Rich in political cred
Her background is markedly different from that of billionaire oilman Harold Hamm, energy adviser to Mitt Romney's campaign. (See Part I of this series, "Who Obama and Romney listen to on energy.") They do share in common a small town, rural upbringing – Zichal was raised in Elkader, Iowa, a town with a population of about 1,200. But that is as far as the similarities seem to go.
Where Hamm worked his way up in business, Zichal worked her way up in government. Where Hamm earned a substantial fortune, Zichal earned substantial political cred.
"The President by all signs and all reports trusts her completely," Holstein said. "By now the President, four years in, has defined his energy policy and clearly there are some who like those policies better than others. Yet, I hear nothing but compliments about Heather's willingness to listen, about her open mindedness and about her accessibility."

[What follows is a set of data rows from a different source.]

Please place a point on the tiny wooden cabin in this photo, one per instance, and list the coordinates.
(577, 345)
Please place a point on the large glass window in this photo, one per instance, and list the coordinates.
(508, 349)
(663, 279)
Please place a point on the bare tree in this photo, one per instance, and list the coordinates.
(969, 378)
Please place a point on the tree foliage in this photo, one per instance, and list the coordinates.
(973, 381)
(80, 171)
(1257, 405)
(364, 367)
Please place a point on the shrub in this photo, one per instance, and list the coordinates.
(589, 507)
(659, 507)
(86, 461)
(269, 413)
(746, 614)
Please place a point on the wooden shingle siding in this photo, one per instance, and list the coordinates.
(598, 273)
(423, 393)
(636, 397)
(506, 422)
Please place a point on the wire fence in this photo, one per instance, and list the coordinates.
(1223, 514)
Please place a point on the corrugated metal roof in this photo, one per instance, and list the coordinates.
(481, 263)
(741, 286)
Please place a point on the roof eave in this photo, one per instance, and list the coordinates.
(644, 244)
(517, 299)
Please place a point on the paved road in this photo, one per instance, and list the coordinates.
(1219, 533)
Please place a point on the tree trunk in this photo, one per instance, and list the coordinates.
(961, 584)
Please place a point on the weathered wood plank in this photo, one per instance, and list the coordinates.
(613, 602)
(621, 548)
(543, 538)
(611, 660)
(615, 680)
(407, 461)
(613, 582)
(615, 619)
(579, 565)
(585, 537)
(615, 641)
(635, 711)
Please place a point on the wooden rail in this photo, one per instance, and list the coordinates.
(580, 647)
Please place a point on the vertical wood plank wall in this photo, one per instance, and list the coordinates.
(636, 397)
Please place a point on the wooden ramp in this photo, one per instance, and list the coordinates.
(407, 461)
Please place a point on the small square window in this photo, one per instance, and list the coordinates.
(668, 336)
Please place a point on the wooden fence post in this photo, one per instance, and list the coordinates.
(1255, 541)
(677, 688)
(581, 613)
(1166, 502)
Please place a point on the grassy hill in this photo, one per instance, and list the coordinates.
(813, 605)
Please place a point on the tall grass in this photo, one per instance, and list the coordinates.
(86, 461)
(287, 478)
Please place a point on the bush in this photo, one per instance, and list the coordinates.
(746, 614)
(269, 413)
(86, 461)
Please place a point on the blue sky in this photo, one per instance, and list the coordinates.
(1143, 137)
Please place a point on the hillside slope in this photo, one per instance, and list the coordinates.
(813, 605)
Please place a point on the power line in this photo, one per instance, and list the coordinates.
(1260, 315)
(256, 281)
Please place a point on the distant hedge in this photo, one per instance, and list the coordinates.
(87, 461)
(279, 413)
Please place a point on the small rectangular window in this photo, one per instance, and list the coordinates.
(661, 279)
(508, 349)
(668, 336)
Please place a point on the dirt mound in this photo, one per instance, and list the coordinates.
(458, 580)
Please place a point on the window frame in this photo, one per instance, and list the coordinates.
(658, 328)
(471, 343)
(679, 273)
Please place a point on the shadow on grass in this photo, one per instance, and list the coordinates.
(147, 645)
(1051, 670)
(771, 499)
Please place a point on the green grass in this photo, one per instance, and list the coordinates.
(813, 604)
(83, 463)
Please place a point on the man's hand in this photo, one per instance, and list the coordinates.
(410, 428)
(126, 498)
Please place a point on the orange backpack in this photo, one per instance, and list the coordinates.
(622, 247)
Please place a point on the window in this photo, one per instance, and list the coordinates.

After graduating from Rutgers in 1999, Zichal worked as an aide on Capitol Hill, first for Rep. Rush Holt and later Rep. Frank Pallone, both Democrats from New Jersey. She signed on with Kerry's office in 2002 and also served as top energy and environmental adviser for his unsuccessful 2004 presidential bid. Later, when Obama decided to run for president, Holstein urged Zichal to join the campaign.
"I had been working for Senator Obama since January 2008, and I called her up begging her to come and work for Senator Obama. As it turned out, I wasn't the only one," he said. "There were people who were a lot closer to the senator than I was that were making the same case."
After Obama took office, Zichal served under Carol Browner, then chief energy adviser to the President. When Browner left in early 2011, Zichal stepped into her role, acting as adviser to Obama under the title deputy assistant for energy and climate change.
Her rank in the Obama administration is higher than is typical for a presidential energy and environmental adviser, according to Holstein. This speaks to Obama's decision to make energy a key part of his agenda.